MEET THE MIT BILINGUALS
An aspiring human rights lawyer, wielding tools from mathematics and philosophy
Ana Reyes Sanchez '22 has long been drawn to ethics, decision-making, and rationality.
Ana Reyes Sanchez '22; photo by Gretchen Ertl
“I enjoy the branch of philosophy that looks at decisions and rationality," Sanchez says, "and that tends to involve a lot of math!” She says philosophy has also given her tools to develop plans for action in the world. Looking forward, she envisions law school and work on human rights issues.
Excerpt from MIT News
Ana Reyes Sanchez '22 and her family sat in the living room, watching a movie together, just like any other night.

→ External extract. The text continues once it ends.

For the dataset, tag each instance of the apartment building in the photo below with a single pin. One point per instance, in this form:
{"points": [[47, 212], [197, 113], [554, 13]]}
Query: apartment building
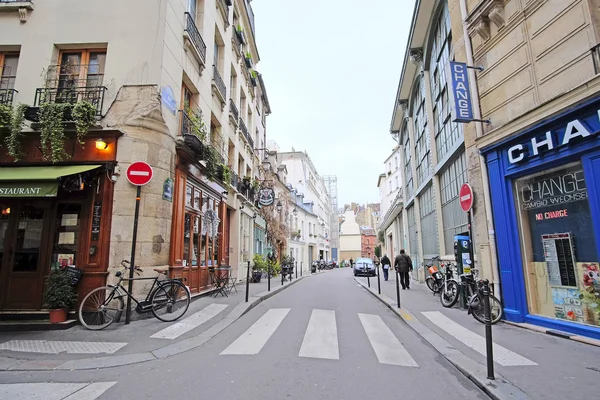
{"points": [[533, 167], [171, 83], [432, 161], [309, 186]]}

Although she can’t recall which movie it was, she remembers seeing a shot of MIT’s Great Dome surrounded by students, and declaring, “I’m gonna go there!” Her parents smiled, thinking little of what that their 7-year-old daughter had just said. Little did they know, this childhood dream would become a reality for their child.
Born in Mexico City, Reyes Sanchez moved to Minnesota when she was 5 years old. Although she didn’t speak much English at the time, she and her sister were able to adjust because of the many international programs offered through the Mayo Clinic, where her father worked. After living there for about five years, her family moved to Arizona for six more years, then eventually landed in San Diego.

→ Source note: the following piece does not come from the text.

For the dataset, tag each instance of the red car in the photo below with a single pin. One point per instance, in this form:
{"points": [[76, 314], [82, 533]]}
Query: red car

Because she moved around so much, Reyes Sanchez learned to appreciate consistency, which is how she fell in love with math. She appreciated the universality of the subject; it was a form of stability in her constantly mobile world.
Reyes Sanchez thought she would mainly study math at MIT, and was delighted to discover MIT's outstanding philosophy department. An initial decision to take a few philosophy classes led to a concentration, then a minor; ultimately she declared a double major in philosophy and mathematics.